Projected quarterly earnings reveal a negative EPS of -$0.92, indicating ongoing financial challenges for Spire Global.
The company’s revenue projection of approximately $20.34 million and a price-to-sales ratio of 2.44 suggest some investor confidence in its sales potential.
High debt-to-equity ratio of 3.60 and a current ratio of 0.40 highlight potential liquidity issues and financial instability.
Spire Global, Inc. (NYSE:SPIR) is a company that provides data and analytics services, primarily through its satellite-based technology. The company is known for its global data collection and analysis capabilities, which serve various industries, including maritime, aviation, and weather forecasting.

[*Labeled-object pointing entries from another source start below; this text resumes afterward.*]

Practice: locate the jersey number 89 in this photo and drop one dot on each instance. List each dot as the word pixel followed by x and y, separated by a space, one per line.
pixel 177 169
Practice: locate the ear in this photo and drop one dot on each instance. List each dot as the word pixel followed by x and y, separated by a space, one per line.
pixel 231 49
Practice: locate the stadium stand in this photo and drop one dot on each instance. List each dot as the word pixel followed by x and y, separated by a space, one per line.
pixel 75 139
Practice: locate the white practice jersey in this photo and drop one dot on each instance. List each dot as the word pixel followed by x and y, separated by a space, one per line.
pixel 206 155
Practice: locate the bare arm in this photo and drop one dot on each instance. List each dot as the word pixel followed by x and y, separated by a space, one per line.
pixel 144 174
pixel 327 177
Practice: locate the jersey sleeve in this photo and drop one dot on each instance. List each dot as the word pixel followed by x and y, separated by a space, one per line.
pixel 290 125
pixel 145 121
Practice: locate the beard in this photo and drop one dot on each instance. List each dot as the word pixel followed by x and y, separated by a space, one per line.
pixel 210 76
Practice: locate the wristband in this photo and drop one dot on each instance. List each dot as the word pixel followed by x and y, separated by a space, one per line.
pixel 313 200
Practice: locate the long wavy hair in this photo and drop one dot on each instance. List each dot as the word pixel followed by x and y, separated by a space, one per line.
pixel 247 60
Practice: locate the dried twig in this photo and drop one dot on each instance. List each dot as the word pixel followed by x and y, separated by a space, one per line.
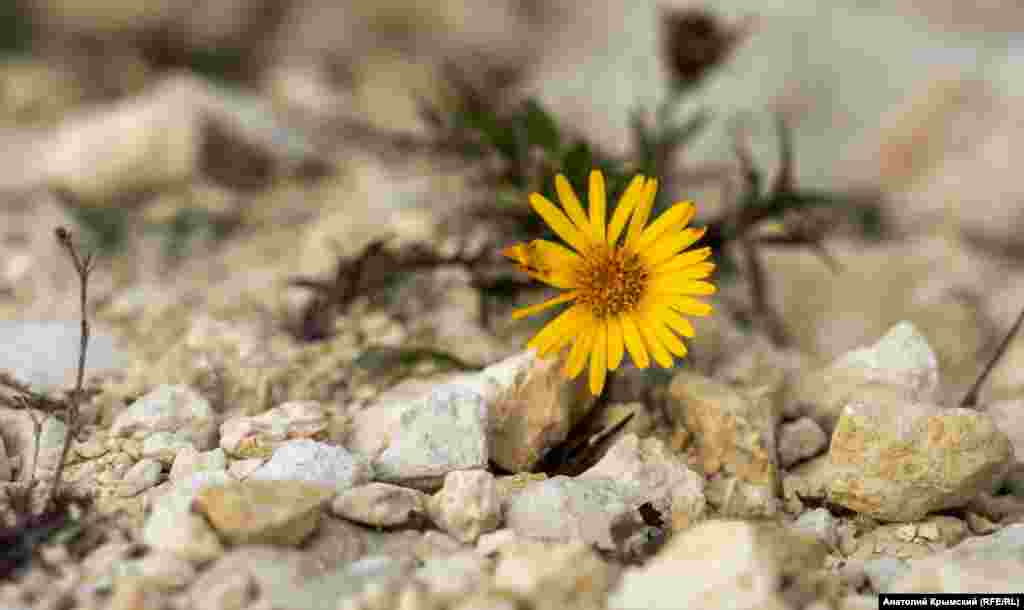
pixel 971 398
pixel 83 266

As a player in the satellite data industry, Spire competes with other companies like Planet Labs and Maxar Technologies.
On March 31, 2025, SPIR is set to release its quarterly earnings, with Wall Street estimating an earnings per share (EPS) of -$0.92. This negative EPS reflects the company’s ongoing financial challenges, as highlighted by its price-to-earnings (P/E) ratio of -3.21. A negative P/E ratio indicates that the company is currently experiencing losses, which is a concern for investors.
The revenue for the quarter is projected to be approximately $20.34 million. Despite this revenue, the company’s price-to-sales ratio of 2.44 suggests that investors are willing to pay $2.44 for every dollar of sales. This indicates some level of investor confidence in the company’s sales potential, even though the enterprise value to sales ratio is higher at 3.20, reflecting the company’s total valuation relative to its sales.
Spire Global’s financial metrics reveal significant challenges. The enterprise value to operating cash flow ratio is notably negative at -138.48, indicating difficulties in generating positive cash flow from operations. Additionally, the earnings yield is -31.14%, further emphasizing the company’s current financial struggles. These figures suggest that the company is facing hurdles in achieving profitability.
The company’s debt-to-equity ratio stands at 3.60, indicating a high level of debt compared to equity. This high leverage could pose risks, especially given the current ratio of 0.40, which suggests potential liquidity issues. A current ratio below 1 indicates that the company may struggle to cover its short-term liabilities with its current assets, raising concerns about its financial stability.